A necessidade de comunicação permitirá, segundo Lewandowski, que o sindicato, querendo, deflagre negociação coletiva. Mas, enquanto não houver negociação coletiva, são válidos e legítimos os acordos individuais negociados nas condições da medida provisória. Eles valerão não apenas nos 10 dias em que o sindicato precisa se manifestar mas enquanto durar a negociação coletiva, afimou o ministro.
Os trabalhadores poderão aderir à nova negociação coletiva, que prevalecerá nos dispositivos em que for mais benéfica ao trabalhador. “Na inércia do sindicato, subsistirão integralmente os acordos individuais”, esclareceu Lewandowski.
O ministro é o relator de uma Ação Direta de Inconstitucionalidade (ADI) movida pela Rede Sustentabilidade que questiona a MP do governo que permite os acordos individuais para redução de jornada e trabalho ou suspensão de contratos durante a calamidade pública declarada devido à pandemia do novo coronavírus.
Na ação, o partido cita que a Constituição prevê apenas acordos coletivos para redução de jornada e salários de trabalhadores, com a participação das entidades sindicais.
Lewandowski dedicou a primeira parte de seu voto para reforçar que a previsão constitucional é uma garantia fundamental e não há, mesmo em momentos de crise como atual, caminho para qualquer flexibilização desses direitos. “Não há qualquer tergiversação na interpretação desses dispositivos constitucionais, que me parecer unívocos”, disse.
“Não tem sentido de excluirmos neste momento importante, de crise que precisamos superar e que prenuncia graves desafios no futuro do País, não é possível prescindir a participação dos sindicatos dos trabalhadores”, continuou o ministro. “Não se trata de adotar soluções alienígenas desconsiderando a realidade do País”, acrescentando que em vários países se garante a participação dos sindicatos nas negociações.
“Por que aqui vamos construir uma solução tupiniquim, que pode se traduzir em prejuízos aos trabalhadores?”, questionou.
Segundo Lewandowski, a simples previsão na MP do governo da obrigatoriedade de o empregador comunicar o sindicato da existência de uma negociação individual não garante o preceito constitucional. Ele defendeu que era preciso dar efetividade a esse dispositivo.
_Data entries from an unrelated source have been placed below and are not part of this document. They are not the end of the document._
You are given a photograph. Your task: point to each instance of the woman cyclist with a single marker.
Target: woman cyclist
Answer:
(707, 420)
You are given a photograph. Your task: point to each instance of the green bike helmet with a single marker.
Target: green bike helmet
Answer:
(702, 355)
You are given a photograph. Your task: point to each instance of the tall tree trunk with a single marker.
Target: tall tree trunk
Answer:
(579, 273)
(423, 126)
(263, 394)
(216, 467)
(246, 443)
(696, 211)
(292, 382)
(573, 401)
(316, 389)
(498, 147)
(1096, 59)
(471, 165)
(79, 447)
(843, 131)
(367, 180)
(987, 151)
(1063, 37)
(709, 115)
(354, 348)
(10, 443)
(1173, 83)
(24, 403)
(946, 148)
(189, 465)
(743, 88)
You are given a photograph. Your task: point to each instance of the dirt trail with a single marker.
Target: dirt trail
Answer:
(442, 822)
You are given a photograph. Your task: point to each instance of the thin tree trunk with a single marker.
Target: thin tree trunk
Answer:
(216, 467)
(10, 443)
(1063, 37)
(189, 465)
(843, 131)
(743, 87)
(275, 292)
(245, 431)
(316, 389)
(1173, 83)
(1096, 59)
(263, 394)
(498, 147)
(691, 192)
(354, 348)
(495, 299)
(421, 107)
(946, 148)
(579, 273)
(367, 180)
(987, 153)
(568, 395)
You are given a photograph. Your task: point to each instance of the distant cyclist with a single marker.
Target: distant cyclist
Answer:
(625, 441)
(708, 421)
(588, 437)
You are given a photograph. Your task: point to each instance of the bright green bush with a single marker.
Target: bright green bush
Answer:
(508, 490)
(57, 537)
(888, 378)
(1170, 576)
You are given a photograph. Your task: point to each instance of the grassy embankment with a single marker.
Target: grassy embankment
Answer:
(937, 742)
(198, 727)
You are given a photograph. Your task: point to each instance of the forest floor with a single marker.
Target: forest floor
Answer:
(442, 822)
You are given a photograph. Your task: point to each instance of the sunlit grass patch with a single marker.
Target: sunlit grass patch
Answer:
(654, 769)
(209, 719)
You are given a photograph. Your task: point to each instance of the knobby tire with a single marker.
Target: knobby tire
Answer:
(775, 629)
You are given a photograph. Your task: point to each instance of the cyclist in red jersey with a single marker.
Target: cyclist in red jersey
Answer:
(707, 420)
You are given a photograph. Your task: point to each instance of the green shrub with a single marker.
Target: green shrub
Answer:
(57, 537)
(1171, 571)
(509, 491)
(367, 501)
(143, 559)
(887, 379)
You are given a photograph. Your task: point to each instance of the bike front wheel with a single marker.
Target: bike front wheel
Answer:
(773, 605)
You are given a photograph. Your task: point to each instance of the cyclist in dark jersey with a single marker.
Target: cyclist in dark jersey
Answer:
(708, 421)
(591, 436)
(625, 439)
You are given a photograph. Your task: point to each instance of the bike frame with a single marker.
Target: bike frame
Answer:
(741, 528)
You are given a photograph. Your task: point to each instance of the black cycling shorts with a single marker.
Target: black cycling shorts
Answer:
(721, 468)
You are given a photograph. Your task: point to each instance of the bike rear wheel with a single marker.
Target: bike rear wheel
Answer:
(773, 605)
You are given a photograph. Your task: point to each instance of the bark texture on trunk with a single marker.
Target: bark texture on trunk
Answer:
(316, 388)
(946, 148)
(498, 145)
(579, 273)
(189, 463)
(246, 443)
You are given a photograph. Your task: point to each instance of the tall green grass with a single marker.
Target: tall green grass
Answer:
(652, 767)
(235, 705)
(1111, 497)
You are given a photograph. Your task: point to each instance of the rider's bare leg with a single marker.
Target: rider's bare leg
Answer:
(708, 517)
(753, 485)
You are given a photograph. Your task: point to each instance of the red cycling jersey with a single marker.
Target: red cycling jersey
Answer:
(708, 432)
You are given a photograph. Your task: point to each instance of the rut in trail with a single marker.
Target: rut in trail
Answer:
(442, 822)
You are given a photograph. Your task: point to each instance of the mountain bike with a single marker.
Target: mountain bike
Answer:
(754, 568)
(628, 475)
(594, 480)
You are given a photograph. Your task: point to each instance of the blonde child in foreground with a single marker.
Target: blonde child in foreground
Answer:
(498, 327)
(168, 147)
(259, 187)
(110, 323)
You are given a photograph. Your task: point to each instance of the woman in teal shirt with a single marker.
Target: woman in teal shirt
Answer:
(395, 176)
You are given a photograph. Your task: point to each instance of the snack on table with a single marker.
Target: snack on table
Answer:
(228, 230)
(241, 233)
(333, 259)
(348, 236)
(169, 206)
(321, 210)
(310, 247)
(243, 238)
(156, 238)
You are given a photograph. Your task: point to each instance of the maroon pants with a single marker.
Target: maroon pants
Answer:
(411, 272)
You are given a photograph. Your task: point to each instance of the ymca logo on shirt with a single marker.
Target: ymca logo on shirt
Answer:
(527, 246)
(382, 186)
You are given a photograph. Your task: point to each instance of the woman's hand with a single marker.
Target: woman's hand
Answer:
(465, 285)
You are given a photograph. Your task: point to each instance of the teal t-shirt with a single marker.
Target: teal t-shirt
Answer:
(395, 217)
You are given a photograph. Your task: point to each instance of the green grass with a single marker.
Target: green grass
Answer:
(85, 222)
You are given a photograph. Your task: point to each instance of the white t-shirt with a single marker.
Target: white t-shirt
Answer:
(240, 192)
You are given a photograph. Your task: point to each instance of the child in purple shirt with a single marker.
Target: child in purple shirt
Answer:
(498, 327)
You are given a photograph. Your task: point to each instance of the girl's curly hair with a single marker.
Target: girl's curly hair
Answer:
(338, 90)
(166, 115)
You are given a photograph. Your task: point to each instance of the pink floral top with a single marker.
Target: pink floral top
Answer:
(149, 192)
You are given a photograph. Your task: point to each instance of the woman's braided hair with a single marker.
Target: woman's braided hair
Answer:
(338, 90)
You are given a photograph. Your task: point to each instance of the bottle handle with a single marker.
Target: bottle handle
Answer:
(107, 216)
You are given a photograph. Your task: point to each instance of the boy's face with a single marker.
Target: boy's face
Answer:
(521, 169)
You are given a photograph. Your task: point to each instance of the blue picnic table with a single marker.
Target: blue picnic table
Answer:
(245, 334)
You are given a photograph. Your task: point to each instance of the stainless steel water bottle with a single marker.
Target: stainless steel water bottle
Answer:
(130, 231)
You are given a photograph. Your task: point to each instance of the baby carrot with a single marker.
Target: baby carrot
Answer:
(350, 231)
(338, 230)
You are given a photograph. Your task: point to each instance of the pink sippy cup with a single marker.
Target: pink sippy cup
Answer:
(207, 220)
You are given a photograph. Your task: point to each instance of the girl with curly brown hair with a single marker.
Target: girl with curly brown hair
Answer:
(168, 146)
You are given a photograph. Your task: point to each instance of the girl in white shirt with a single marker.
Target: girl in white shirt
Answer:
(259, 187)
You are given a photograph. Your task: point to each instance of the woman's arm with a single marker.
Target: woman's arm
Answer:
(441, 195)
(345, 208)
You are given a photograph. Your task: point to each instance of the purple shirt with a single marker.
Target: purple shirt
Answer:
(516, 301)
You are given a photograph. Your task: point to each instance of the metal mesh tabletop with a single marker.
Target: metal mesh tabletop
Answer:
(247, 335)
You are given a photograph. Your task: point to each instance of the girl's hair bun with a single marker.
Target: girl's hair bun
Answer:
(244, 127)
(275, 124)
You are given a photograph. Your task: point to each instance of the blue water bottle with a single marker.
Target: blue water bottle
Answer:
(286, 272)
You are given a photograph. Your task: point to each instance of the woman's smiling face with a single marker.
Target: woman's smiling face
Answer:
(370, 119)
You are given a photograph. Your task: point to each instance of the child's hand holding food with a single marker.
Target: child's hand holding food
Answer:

O ministro ainda rebateu um dos argumentos do governo em defesa da medida, de que não há redução do salário-hora do trabalhador, uma vez que jornada e remuneração são diminuídos proporcionalmente. “Trata-se de mais uma falácia sem qualquer resistência”, disse. “A Constituição assegura um salário mínimo ao trabalhador.”